Dutch biologist and biochemist (born 1953)

Hans Victor Westerhoff (born 14 January 1953) is a Dutch biologist and biochemist who is professor of synthetic systems biology at the University of Amsterdam and AstraZeneca professor of systems biology at the University of Manchester. Currently he is a Chair of AstraZeneca and a director of the Manchester Centre for Integrative Systems Biology.

==Career==
Westerhoff was born in Amsterdam, Netherlands. He was educated at the University of Amsterdam where he was awarded a PhD in 1983 for investigations of non-equilibrium thermodynamics and the control of biological thermodynamics supervised by Karel van Dam. In 1996 he succeeded Ad Stouthamer as professor of microbiology at the Vrije Universiteit Amsterdam.

==Research==
At the beginning of his career Westerhoff worked in the area of non-equilibrium thermodynamics in relation to biological energy transduction. His work on this topic led to a book written with Karel Van Dam.

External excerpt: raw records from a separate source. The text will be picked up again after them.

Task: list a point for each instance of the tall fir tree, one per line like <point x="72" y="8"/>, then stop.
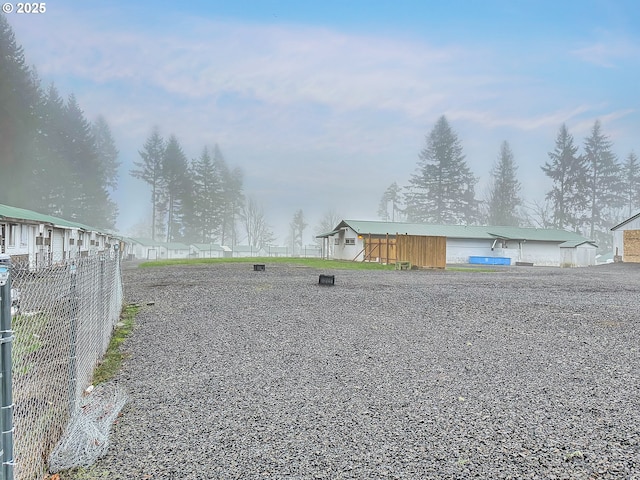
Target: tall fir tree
<point x="504" y="193"/>
<point x="443" y="189"/>
<point x="207" y="199"/>
<point x="52" y="172"/>
<point x="567" y="172"/>
<point x="631" y="183"/>
<point x="149" y="170"/>
<point x="392" y="195"/>
<point x="298" y="225"/>
<point x="88" y="200"/>
<point x="176" y="182"/>
<point x="232" y="194"/>
<point x="603" y="187"/>
<point x="18" y="122"/>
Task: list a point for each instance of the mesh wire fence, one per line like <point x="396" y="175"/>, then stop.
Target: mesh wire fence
<point x="63" y="316"/>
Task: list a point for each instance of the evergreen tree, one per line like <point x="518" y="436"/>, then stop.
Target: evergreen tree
<point x="298" y="226"/>
<point x="258" y="231"/>
<point x="18" y="128"/>
<point x="392" y="195"/>
<point x="175" y="181"/>
<point x="603" y="185"/>
<point x="631" y="183"/>
<point x="88" y="199"/>
<point x="52" y="172"/>
<point x="504" y="199"/>
<point x="149" y="170"/>
<point x="442" y="190"/>
<point x="233" y="197"/>
<point x="107" y="152"/>
<point x="207" y="200"/>
<point x="567" y="171"/>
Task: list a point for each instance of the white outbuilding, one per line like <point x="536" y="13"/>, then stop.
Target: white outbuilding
<point x="360" y="240"/>
<point x="626" y="240"/>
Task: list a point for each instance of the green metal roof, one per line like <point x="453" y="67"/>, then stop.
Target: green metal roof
<point x="208" y="247"/>
<point x="7" y="212"/>
<point x="365" y="227"/>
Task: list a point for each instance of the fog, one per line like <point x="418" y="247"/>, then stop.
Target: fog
<point x="324" y="107"/>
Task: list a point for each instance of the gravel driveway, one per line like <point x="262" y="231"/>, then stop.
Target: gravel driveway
<point x="528" y="372"/>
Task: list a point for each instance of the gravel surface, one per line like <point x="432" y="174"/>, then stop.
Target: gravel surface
<point x="528" y="372"/>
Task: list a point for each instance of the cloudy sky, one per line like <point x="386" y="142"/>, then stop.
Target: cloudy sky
<point x="325" y="104"/>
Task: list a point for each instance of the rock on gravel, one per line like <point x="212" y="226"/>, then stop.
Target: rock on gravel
<point x="523" y="373"/>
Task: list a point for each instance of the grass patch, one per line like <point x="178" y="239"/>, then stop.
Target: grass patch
<point x="317" y="263"/>
<point x="307" y="262"/>
<point x="28" y="332"/>
<point x="112" y="360"/>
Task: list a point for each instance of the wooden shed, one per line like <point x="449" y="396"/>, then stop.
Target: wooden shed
<point x="626" y="240"/>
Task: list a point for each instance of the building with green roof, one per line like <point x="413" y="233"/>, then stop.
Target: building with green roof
<point x="531" y="246"/>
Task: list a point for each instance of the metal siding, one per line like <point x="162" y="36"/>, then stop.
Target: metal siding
<point x="631" y="246"/>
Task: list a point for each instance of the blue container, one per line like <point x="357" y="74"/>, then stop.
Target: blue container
<point x="490" y="260"/>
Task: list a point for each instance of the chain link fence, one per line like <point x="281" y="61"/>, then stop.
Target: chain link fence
<point x="63" y="317"/>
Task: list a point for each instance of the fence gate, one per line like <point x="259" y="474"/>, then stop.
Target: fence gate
<point x="382" y="250"/>
<point x="422" y="251"/>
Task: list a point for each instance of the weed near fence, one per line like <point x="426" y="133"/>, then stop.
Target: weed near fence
<point x="62" y="327"/>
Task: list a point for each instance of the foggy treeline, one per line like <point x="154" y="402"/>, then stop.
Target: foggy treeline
<point x="591" y="191"/>
<point x="197" y="201"/>
<point x="53" y="159"/>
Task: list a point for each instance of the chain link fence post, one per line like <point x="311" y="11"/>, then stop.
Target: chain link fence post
<point x="6" y="402"/>
<point x="73" y="335"/>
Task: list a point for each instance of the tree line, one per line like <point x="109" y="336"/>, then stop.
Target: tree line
<point x="199" y="200"/>
<point x="590" y="191"/>
<point x="54" y="160"/>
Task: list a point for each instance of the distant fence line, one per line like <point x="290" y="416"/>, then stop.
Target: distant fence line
<point x="62" y="320"/>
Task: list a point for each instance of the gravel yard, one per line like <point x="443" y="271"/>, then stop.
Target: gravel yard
<point x="522" y="373"/>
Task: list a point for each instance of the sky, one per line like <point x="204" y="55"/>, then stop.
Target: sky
<point x="323" y="105"/>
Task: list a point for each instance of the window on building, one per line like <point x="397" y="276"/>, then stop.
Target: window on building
<point x="12" y="234"/>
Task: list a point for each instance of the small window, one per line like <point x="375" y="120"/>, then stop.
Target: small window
<point x="24" y="235"/>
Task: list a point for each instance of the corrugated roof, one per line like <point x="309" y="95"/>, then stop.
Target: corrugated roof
<point x="630" y="219"/>
<point x="208" y="247"/>
<point x="9" y="212"/>
<point x="575" y="243"/>
<point x="366" y="227"/>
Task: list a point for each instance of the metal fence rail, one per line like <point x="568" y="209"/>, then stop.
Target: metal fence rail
<point x="62" y="320"/>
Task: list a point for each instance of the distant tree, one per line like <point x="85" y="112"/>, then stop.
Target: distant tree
<point x="88" y="200"/>
<point x="504" y="193"/>
<point x="107" y="152"/>
<point x="108" y="165"/>
<point x="176" y="186"/>
<point x="392" y="195"/>
<point x="259" y="233"/>
<point x="631" y="183"/>
<point x="567" y="171"/>
<point x="52" y="171"/>
<point x="18" y="124"/>
<point x="329" y="221"/>
<point x="149" y="170"/>
<point x="604" y="184"/>
<point x="443" y="189"/>
<point x="539" y="215"/>
<point x="206" y="201"/>
<point x="232" y="196"/>
<point x="298" y="226"/>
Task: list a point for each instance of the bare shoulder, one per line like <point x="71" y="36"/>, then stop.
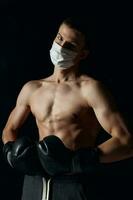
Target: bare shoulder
<point x="95" y="91"/>
<point x="27" y="91"/>
<point x="89" y="83"/>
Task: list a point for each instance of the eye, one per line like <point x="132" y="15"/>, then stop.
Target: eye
<point x="59" y="37"/>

After being a coauthor of one of the first experimental papers to stimulate interest in metabolic control analysis and participating in the group that proposed a harmonized terminology, Westerhoff moved progressively towards working on multi-enzyme systems as his major activity, starting with an analysis of the effect of enzyme activity on metabolite concentrations. He published many papers in this area, of which one may note an analysis of the control of regulatory cascades, analysqis of glycolytic oscilations in yeast, and showing that the in vivo behaviour of Trypanosoma brucei agreed with the kinetic properties of the glycolytic enzymes.

Westerhoff and colleagues discovered magainin in the African clawed frog which helps it fight against bacteria. In December 1996 he and his group discovered a nitric-oxide reductase of Paracoccus denitrificans.

In conjunction with many other workers Westerhoff used a community approach to construct a consensus yeast metabolic network and subsequently applied the same approach to human metabolism.